Afinal, o que amamos quando estamos apaixonados? Por Leandro Karnal

“Amor – Infecção passageira; sentido da existência; impossível neste mundo; só o de mãe; pássaro rebelde; unicamente o de Deus; carência dirigida; invenção da literatura italiana… Ele é um fogo que arde sem se ver; sua importância supera falar a língua dos homens ou dos anjos; é uma descarga de hormônios… O conceito de amor é de uma variedade assombrosa. Quase todos amam, mas ninguém chega a um veredito objetivo sobre os limites deste latifúndio da psique humana.

A biblioteca amorosa é uma selva confusa. O romano Ovídio , na sua Arte de Amar, insistiu em estratégias objetivas para atrair a pessoa amada, mesmo em casos extraconjugais. Séculos depois, Shakespeare imortalizou dois amantes: Romeu e Julieta. O caso mais célebre de paixão literária iniciou-se num domingo à noite e terminou, de forma trágica, na quinta-feira da mesma semana. Talvez o imaginativo Padre Vieira estivesse certo no seu pessimismo: o amor é representado por uma criança (Cupido) , porque nenhum amor humano dura tanto que chegue a se tornar adulto.

No século XVIII, um abade erudito e rebelde, Antoine François Prévost d’Exiles (1697-1763) , vagou pela Europa lançando obras variadas. A vida rocambolesca do abade parece ser transcrita na obra de 1731: Histoire du Chevalier des Grieux et de Manon Lescaut. A história de Manon tem idas e vindas por portos, exílio, quebra de votos religiosos e final difícil: este foi o pequeno tijolo que Prévost assentou na parede da literatura amorosa.

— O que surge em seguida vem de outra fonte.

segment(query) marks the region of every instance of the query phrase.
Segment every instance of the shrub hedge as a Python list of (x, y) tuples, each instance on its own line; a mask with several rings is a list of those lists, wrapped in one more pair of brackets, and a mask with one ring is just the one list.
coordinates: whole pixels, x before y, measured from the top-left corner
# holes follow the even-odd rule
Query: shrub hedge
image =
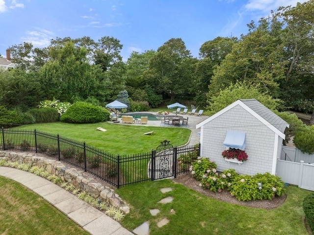
[(304, 199), (303, 206), (308, 224), (312, 232), (314, 232), (314, 193), (309, 194)]
[(109, 111), (103, 107), (78, 102), (68, 108), (60, 121), (69, 123), (96, 123), (108, 120), (109, 115)]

O século do Iluminismo foi um século onde a sexualidade era vivida de forma menos hipócrita do que no seguinte, o vitoriano XIX. Sim: havia moralistas e censores, mas o Abade não foi um deles. A obra já citada do Cavaleiro des Grieux e de Manon Lescaut foi a que mais sobreviveu da sua prolífica pena. O tom é quase coloquial e dialoga com o leitor. A narrativa indica a memória de um eu lírico que começa o texto com uma evocação.

Uma mulher vagando na imaginação do mundo

Não é o gênio literário que tornou Prévost imortal. Provavelmente, sua personagem Manon foi maior do que o autor. Isto ocorre por vezes: filhas superam pais. Manon Lescaut serviu para uma ópera quase esquecida de Daniel François Esprit Auber (1782-1871) . Com libreto de Eugène Scribe (1791-1861 ) , a obra estreou, em Paris, no ano de 1856, dentro do gênero tão complexo de definir que foi a opéra comique . O termo não se refere ao aspecto de comédia, mas à existência de diálogos, recitativos e de outras regras específicas.

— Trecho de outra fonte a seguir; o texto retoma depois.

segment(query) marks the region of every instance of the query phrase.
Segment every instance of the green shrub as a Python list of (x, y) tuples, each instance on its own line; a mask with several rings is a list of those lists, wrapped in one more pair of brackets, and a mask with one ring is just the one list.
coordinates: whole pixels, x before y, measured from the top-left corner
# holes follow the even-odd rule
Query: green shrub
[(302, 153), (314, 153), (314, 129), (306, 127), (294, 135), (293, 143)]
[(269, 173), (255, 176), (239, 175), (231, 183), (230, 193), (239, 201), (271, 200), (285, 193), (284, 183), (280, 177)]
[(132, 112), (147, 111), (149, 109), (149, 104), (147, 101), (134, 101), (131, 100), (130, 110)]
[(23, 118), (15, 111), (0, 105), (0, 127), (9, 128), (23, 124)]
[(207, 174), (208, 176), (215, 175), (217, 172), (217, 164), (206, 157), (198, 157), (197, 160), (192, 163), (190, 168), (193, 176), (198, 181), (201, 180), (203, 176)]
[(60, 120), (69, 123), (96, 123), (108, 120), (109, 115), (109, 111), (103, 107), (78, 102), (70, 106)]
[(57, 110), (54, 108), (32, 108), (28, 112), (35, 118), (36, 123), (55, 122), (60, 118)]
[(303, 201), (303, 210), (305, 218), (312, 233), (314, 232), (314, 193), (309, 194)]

Manon ainda foi a musa de uma ópera de Jules Massenet (1842-1912) , cuja estreia foi na Opéra-Comique de Paris, em 1884. Foi um grande sucesso e integrou, quase imediatamente, o repertório internacional. Há uma beleza do épico e universal romântico em árias vivas e coloridas, com o cotidiano e a microfísica do amor. Destaque-se a cantada por Manon no Ato 2: “Adieu, notre petite table “. (Adeus, nossa pequena mesa) Fácil entender o sucesso da obra de Massenet. Fácil supor olhos lacrimejantes na Paris da Belle Époque diante do quadro da ruptura que acompanha o amor. Cada objeto remete a uma evocação do êxtase que ela vivenciou. A materialidade da mesa transcende e enleva, mas machuca pelo que não mais é. A beleza do amor dialoga com sua fugacidade.

No fim do século XIX, Puccini estreou outra versão sobre a obra de Prévost: surge a nossa Manon Lescaut. Mas a força inspiradora da infeliz Manon ainda estaria em ballets e outras composições.É uma força curiosa. O belo Dorian Gray lê Manon Lescaut enquanto aguarda Lord Henry, na obra de Oscar Wilde. Também na Dama das Camélias, de Alexandre Dumas Filho, aparece um exemplar do livro logo no início da obra. Sem ser invasiva, sem se tornar uma Napoleão de saias, a frágil Manon entra em quase todos os lugares, inspira criações e ainda paira, diáfana e trágica, mito além do que sonharia seu criador. As fraquezas pessoais de Manon são evidentes, mas qual seria a força desta mulher? De onde vem a sedução de uma quase freira-cortesã-emigrante?”.